Przed świętami dorzucił mi „z łaski” jeszcze pięćset złotych. Napisał: „Kup chociaż dziecku mandarynki i porządny prezent, ale nie waż się wydać na siebie, bo znam cię”.
„Na siebie”. Rozśmieszył mnie. Oszołomiona pieniędzmi w portfelu, od rozwodu kupiłam synowi wszystko, o czym marzył. Niewielki teleskop. Klocki. Zegarek dla dzieci.
Z premii w końcu zrobiłam mu remont w pokoju. Na Gwiazdkę – dużą klatkę z dwoma świnkami morskimi i pełnym wyposażeniem.
Na początku grudnia zgodziłam się na awans, o którym wcześniej choćby nie myślałam. W końcu to więcej godzin w pracy. Kiedy miałabym ogarnąć dom? A ogarniam. Nie muszę warzyć kotłów barszczu i lepić setek pierogów („Ja cię utrzymuję, żebyś karmiła mnie gotowcami?”).
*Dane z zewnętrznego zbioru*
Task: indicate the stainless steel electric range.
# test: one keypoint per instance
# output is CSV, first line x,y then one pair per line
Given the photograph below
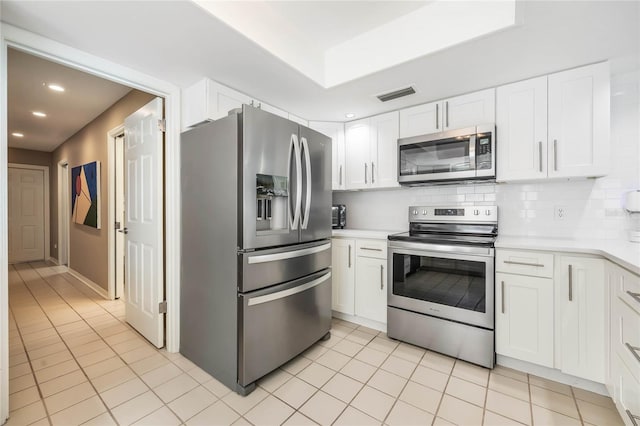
x,y
441,275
I najważniejsze – nikt mnie nie upokarza. Nie nazywa utrzymanką. Nie drenuje nerwów (no, może tylko była teściowa, która przychodzi „do wnuczka” i fotografuje wszystko: lodówkę, ubrania, remont).
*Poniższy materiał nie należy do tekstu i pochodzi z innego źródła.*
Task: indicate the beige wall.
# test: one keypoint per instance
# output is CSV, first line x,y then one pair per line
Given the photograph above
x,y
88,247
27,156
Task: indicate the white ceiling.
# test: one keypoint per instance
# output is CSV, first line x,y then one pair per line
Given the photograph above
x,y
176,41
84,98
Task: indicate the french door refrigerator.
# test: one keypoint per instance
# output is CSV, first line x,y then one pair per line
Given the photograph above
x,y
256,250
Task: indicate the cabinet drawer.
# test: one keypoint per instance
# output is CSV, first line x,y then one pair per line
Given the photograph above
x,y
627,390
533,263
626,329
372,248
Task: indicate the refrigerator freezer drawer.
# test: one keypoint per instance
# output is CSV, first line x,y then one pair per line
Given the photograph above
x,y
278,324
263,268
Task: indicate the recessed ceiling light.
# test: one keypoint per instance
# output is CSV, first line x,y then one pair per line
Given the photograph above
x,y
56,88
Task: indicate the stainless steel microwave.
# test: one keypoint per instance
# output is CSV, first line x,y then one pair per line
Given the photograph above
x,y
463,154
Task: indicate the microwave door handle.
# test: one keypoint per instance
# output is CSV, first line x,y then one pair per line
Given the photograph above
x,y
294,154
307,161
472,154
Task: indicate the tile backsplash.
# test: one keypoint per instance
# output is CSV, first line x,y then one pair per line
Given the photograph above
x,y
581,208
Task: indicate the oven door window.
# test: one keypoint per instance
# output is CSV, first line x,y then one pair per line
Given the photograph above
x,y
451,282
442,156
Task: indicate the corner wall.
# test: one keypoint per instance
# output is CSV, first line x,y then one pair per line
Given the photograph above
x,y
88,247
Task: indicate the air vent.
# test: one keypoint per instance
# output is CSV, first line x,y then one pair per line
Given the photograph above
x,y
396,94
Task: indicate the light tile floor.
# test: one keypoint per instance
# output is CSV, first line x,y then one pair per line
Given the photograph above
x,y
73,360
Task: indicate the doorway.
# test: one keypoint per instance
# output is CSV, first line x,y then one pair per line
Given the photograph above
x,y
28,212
Leżę teraz na kanapie, jem ananasa, patrzę, jak syn troskliwie karmi swoje świnki (przynosi mi różne rzeczy i pyta: „Dob„Tak tyle wystarczy?” – uśmiecha się, a ja kiważ głową, bo dobrze wiem, iż od dzisiaj każda złotówka w naszym domu wydana jest tak, jak naprawdę powinniśmy.